Thursday Mar 20, 2008

Open HA Cluster Tutorium bei den Frühjahrsfachgesprächen der GUUG

Am 13. März 2008 haben Hartmut Streppel und ich zusammen ein Tutorium über "Open HA Cluster" und "Flying Container" auf den Frühjahrsfachgesprächen 2008 an der Hochschule München abgehalten. Die Veranstaltung wird jährlich von der German Unix User Group organisiert.

Der erste Teil des Tutorium ist nun verfügbar, die 65 Seiten enthalten die Präsentation und Sprecherkommentare in Deutscher Sprache. Hier die Agenda im Überblick:

  1. Einführung in die Solaris™ Cluster Architektur
    • Core Cluster Framework
    • Data Services (Agenten)
    • Geographic Edition
  2. Einführung in das Open HA Cluster Projekt
    • HA Clusters Community Group
    • Open HA Cluster Agenten + aktuelle Projekte
    • Open HA Cluster Geographic Edition
    • Build Demo
  3. Einführung in die Template basierende Agentenentwicklung
PS: Der zweite Teil des Tutorium ist nun auch verfügbar.

Friday Feb 22, 2008

Solaris Cluster Express 02/08 available!

Solaris Cluster Express 02/08 is available for download. It is build to run on Solaris Express Developer Edition 01/08. Have a look at the Release Notes for more details. Two things I want to highlight:

  1. This combination (SCX 02/08 and SXDE 01/08) is a good fit to get started and engaged with the HA xVM project, since SXDE 01/08 enables to configure the Sun xVM hypervisor for x86-64.
  2. SCX 02/08 delivers the HA Informix agent to manage Informix Dynamic Server, which is the first data service developed within the HA Clusters Community Group with community participation.
Happy Clustering!

Friday Feb 15, 2008

GDS coding template with technical presentation released

We released the GDS coding template under the Common Development and Distribution License (CDDL) Version 1.0, along with a technical presentation, which can also be delivered as a workshop.
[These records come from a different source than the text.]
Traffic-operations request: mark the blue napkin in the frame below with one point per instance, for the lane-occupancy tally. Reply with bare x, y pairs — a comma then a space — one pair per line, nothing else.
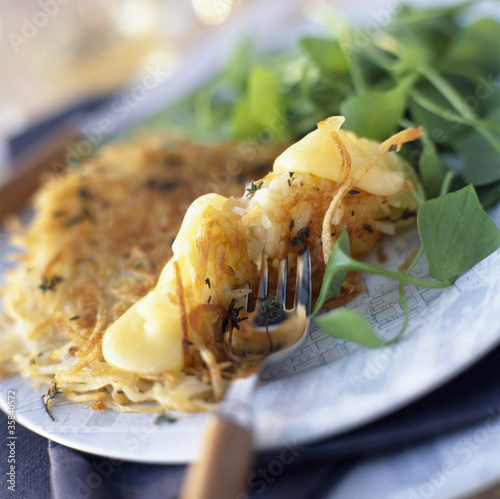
304, 472
47, 469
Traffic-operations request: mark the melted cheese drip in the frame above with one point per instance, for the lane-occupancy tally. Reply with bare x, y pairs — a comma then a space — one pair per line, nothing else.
147, 339
317, 153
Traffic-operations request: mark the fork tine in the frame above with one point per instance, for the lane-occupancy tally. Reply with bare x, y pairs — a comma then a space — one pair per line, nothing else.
282, 278
303, 287
264, 277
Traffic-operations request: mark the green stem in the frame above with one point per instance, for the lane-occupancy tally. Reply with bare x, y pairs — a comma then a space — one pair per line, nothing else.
402, 296
422, 100
407, 279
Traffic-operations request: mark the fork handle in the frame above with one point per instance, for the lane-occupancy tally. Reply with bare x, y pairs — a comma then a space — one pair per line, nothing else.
223, 468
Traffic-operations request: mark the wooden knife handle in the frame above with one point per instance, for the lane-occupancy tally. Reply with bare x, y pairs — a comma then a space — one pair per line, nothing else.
224, 465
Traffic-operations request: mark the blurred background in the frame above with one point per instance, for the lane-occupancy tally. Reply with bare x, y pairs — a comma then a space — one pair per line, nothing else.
55, 53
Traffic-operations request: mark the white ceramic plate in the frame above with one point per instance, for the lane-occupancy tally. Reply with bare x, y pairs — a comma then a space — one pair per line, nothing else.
330, 386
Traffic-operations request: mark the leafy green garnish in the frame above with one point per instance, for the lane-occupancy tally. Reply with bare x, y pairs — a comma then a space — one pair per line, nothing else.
437, 68
450, 228
434, 67
456, 233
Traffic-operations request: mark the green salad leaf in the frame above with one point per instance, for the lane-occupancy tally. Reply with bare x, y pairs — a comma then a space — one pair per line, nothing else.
438, 68
456, 233
449, 226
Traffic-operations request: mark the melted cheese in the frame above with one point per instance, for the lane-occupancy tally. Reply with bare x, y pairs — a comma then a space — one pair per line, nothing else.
147, 338
318, 154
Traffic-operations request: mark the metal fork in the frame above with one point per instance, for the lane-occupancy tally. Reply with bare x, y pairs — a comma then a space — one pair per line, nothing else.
223, 468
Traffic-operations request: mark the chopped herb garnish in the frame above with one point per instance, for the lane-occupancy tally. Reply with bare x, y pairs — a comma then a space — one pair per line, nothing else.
232, 318
301, 237
165, 417
254, 187
49, 284
51, 393
269, 308
84, 193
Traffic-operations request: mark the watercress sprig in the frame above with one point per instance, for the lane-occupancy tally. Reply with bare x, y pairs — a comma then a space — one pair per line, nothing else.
455, 234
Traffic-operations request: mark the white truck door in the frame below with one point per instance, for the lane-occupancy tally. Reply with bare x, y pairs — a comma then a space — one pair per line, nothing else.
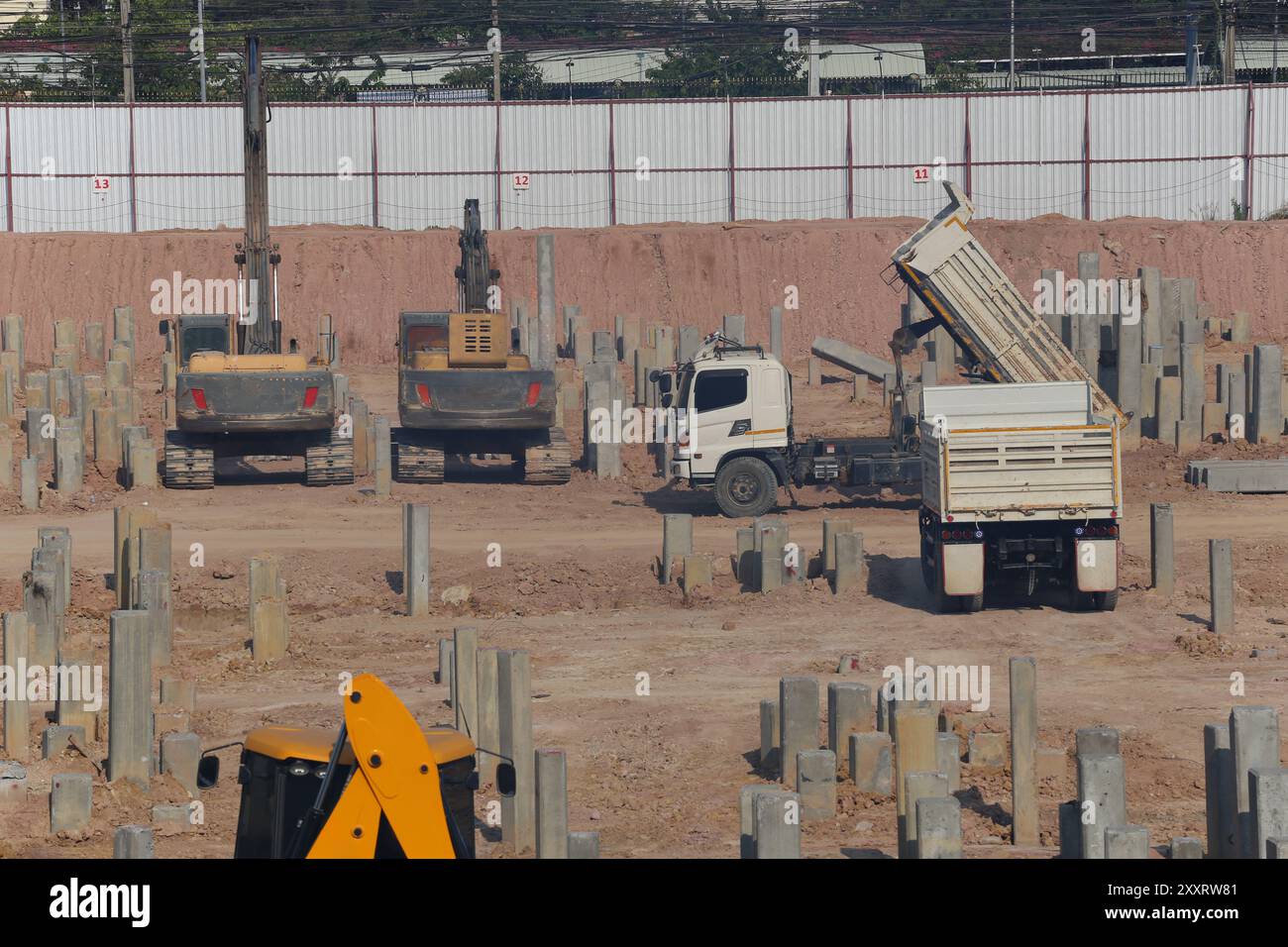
721, 411
771, 416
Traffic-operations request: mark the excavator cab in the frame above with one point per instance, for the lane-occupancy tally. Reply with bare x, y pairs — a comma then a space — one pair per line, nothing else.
381, 789
198, 334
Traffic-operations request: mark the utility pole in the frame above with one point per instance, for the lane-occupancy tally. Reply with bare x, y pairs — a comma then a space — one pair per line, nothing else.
1192, 50
62, 31
201, 35
1010, 80
1274, 55
1229, 13
496, 53
127, 52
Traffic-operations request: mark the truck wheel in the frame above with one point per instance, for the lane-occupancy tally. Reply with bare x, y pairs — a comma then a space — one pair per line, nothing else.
746, 487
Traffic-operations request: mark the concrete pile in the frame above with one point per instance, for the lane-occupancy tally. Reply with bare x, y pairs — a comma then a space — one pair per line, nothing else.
489, 690
143, 737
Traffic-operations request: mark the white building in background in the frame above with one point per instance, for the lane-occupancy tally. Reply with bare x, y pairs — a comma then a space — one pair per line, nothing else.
12, 11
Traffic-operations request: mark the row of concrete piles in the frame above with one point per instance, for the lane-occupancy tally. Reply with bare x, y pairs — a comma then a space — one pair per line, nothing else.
143, 737
1245, 789
906, 748
489, 689
884, 746
1162, 556
1155, 367
764, 558
71, 418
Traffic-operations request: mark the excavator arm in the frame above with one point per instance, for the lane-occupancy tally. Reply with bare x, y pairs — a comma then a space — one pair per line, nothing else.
395, 777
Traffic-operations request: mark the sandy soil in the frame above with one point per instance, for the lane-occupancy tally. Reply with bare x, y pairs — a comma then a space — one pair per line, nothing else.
660, 775
673, 273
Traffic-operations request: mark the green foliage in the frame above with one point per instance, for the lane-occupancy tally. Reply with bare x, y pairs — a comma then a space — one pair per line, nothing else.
755, 60
519, 77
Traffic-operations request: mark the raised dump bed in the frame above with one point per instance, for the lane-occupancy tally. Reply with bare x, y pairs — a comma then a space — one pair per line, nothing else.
960, 282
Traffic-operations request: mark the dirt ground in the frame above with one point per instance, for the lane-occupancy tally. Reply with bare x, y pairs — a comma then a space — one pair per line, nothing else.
837, 272
660, 775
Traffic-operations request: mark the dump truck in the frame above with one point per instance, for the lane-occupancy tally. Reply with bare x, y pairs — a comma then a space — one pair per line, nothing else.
734, 433
982, 309
735, 401
380, 788
465, 389
237, 393
1021, 489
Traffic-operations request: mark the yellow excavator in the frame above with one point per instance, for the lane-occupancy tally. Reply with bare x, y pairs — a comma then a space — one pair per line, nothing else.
378, 789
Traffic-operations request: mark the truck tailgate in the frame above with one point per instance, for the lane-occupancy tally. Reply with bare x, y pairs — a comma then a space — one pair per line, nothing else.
1019, 472
957, 279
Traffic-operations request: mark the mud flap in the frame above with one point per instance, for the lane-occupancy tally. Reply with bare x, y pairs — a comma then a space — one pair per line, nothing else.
1096, 565
964, 569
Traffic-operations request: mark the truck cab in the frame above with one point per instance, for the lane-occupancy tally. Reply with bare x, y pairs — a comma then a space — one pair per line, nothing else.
735, 403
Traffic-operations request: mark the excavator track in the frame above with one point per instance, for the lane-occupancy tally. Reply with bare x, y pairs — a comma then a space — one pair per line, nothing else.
419, 463
329, 464
549, 463
188, 467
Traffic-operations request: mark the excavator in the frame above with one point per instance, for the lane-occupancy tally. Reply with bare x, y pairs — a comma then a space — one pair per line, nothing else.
237, 393
378, 789
465, 389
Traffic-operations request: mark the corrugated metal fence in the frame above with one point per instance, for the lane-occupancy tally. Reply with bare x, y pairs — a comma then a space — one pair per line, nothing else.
1180, 154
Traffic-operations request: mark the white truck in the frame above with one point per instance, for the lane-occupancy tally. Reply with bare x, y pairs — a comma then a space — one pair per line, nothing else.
734, 407
1021, 487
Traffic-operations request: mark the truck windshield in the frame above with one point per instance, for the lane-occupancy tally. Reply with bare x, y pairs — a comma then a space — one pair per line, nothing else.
720, 388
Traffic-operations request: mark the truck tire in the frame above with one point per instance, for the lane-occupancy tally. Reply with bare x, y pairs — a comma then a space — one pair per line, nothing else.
1106, 600
746, 487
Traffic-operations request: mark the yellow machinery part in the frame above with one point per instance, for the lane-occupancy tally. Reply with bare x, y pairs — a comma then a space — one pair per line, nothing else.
218, 361
478, 339
397, 775
314, 744
429, 361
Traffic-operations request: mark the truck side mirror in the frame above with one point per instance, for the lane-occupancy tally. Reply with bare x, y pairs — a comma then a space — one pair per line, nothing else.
207, 772
505, 779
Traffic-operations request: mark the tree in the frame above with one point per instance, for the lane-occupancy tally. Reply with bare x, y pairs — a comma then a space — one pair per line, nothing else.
519, 77
743, 53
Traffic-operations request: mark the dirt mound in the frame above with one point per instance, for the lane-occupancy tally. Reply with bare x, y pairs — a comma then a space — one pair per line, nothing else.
674, 273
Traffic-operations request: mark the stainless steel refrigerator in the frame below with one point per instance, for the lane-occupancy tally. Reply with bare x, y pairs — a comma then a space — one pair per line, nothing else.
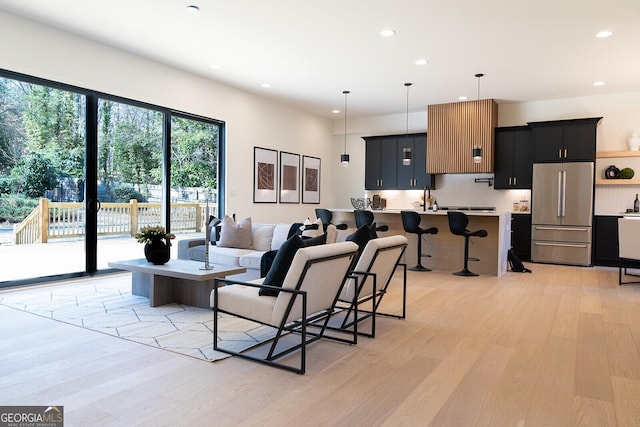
562, 213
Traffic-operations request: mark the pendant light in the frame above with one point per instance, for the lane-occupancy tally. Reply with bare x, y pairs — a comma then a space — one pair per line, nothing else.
344, 157
406, 151
476, 152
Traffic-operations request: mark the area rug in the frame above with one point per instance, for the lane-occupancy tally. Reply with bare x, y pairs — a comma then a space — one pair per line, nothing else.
105, 304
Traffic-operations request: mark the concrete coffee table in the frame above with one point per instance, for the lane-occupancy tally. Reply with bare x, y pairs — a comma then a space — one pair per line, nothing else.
178, 281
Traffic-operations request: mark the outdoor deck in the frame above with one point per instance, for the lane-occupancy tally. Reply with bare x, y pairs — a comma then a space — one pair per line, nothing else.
21, 262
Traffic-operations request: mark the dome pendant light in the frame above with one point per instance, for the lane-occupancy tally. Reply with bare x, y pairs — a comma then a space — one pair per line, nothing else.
406, 152
344, 157
476, 152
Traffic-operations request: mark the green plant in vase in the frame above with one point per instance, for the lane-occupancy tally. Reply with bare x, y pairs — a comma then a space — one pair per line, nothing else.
157, 242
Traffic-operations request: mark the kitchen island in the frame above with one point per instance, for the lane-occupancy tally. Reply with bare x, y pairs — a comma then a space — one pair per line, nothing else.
446, 249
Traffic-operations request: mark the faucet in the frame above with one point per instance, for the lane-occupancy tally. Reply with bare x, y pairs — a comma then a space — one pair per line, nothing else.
426, 194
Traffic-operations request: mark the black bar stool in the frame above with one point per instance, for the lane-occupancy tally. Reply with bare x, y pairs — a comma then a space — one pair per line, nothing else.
411, 224
365, 217
458, 222
326, 216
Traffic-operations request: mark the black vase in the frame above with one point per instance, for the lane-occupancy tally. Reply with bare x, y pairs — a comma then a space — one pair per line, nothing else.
157, 252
It gives an introduction into cluster agent development and then explains the GDS coding template in great detail.

The GDS coding template was developed by several engineers (including Neil Garthwaite, Detlef Ulherr and myself) and is based on experience and enhancements collected during the development of several standard agents in the past 3-4 years, which are also part of Open HA Cluster today.

The GDS coding template and the presentation is available on:

It enables you to focus on the application specifics during custom agent development and allows a rapid development cycle.

If you develop a custom agent by using this GDS coding template, we also encourage you to contribute it back. We will be happy to add an entry to the third party HA agent repository or even sponsor an OpenSolaris project for it.

For any feedback or questions feel free to ask on the ha-clusters-discuss mailing list.

Wednesday Feb 13, 2008

OpenSolaris Test Development Project endorsed by HA Clusters community group

The OpenSolaris Test Development Project just got announced, which is also endorsed by the HA Clusters community group. The interesting part is that this OpenSolaris project is also endorsed by the OS/Net (ON), Storage and Testing community group, which highlights an important goal of the project to really keep the various OpenSolaris test suites together under one umbrella.

From a Clustering perspective we already know very well that Clustering touches a lot of layers (both, within the hardware and the software stack) and brings individual products together, which then need to cooperate and work different as they would in a standalone isolated manner. So I welcome this effort and look forward to its progress!

Thursday Dec 13, 2007

Call for 3rd party HA agents

Did you ever create an agent (also called data service) for Sun Cluster and maybe even published it on your blog or own website?

Did you ever wonder if someone wrote an custom agent for an application where Sun Cluster does not provide an standard agent for?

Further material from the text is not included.